How it works: To understand ViLD, it helps to know a bit about CLIP. CLIP matches images and text using a vision transformer and a text transformer pretrained on 400 million image-text pairs. At inference, users give it a text list of the classes they want to recognize. Fed an image, it returns the most likely class in the list. To that system, the authors added a Mask R-CNN object detector trained on the most common classes in Large Vocabulary Instance Segmentation (LVIS), a dataset that contains images of objects that have been segmented and labeled. They reserved the other LVIS classes for the test set.
- Given a list of LVIS classes, CLIP’s text transformer generated a list of class representations.
- Given an image, Mask R-CNN generated object representations. In parallel, CLIP’s vision transformer generated corresponding cropped-region representations.
- For each Mask R-CNN object representation, the authors found the closest LVIS class representation. They measured similarity using cosine similarity, a measure of the angle between two vectors, and applied a softmax to predict the object’s class.

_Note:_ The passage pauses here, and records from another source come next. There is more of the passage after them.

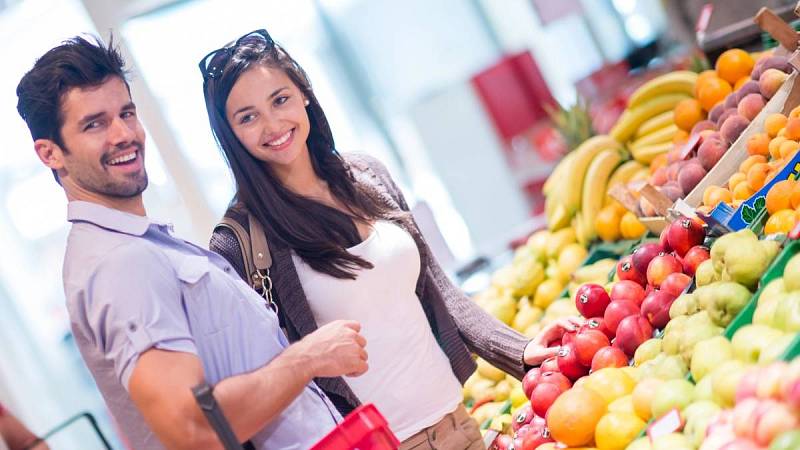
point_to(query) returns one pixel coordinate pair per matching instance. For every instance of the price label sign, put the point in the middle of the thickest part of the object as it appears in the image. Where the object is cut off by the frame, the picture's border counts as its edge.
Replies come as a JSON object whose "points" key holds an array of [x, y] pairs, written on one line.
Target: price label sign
{"points": [[668, 423]]}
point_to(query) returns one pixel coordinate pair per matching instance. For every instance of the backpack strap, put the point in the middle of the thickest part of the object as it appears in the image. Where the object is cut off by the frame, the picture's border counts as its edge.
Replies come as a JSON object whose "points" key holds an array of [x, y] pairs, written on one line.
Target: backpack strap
{"points": [[255, 255]]}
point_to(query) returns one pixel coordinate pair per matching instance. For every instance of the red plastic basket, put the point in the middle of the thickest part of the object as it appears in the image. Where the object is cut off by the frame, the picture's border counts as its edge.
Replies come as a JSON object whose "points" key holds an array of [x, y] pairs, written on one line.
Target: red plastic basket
{"points": [[363, 429]]}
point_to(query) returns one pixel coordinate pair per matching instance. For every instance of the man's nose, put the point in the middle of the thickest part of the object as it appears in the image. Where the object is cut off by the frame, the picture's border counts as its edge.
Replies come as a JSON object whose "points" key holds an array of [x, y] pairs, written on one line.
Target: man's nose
{"points": [[121, 132]]}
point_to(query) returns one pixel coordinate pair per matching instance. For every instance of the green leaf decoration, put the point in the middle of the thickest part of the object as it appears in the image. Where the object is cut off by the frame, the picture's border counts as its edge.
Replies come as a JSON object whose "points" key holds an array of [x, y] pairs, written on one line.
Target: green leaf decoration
{"points": [[748, 214], [760, 203]]}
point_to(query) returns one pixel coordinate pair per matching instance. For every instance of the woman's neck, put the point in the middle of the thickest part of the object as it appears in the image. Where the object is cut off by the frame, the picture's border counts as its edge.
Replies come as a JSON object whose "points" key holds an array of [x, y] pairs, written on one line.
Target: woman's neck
{"points": [[300, 178]]}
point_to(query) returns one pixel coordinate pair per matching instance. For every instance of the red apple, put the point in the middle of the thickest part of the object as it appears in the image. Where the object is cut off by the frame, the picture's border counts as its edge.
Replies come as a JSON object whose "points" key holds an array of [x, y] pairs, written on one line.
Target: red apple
{"points": [[533, 435], [609, 357], [655, 308], [660, 267], [587, 343], [549, 365], [556, 378], [685, 233], [645, 253], [522, 417], [568, 363], [591, 300], [663, 240], [628, 290], [530, 380], [626, 271], [543, 396], [597, 323], [693, 258], [502, 442], [675, 283], [617, 311], [631, 332], [568, 337]]}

- They trained the Mask R-CNN using two loss terms. The first minimized the difference between CLIP’s and Mask R-CNN’s representations. The second encouraged the Mask R-CNN’s predicted class of a region to match the known label.
- At inference, they fed the remaining LVIS classes to CLIP and added the text transformer’s representations to the earlier list. Presented with a new object class, the Mask R-CNN generated a representation, and the authors found the closest LVIS class representation in the list.
Results: The authors pitted their system against a Mask R-CNN trained on all LVIS classes in a supervised manner. They compared average precision, a measure of how many objects were correctly identified in their correct location (higher is better). The author’s system achieved 16.1 average precision on novel categories, while the supervised model’s achieved 12.3 average precision.
Why it matters: Large, diverse training datasets for object detection are difficult and expensive to obtain. ViLD offers a way to overcome this bottleneck.
We’re thinking: Physicists who want to classify a Bose-Einstein condensate need absolute-zero-shot object detection.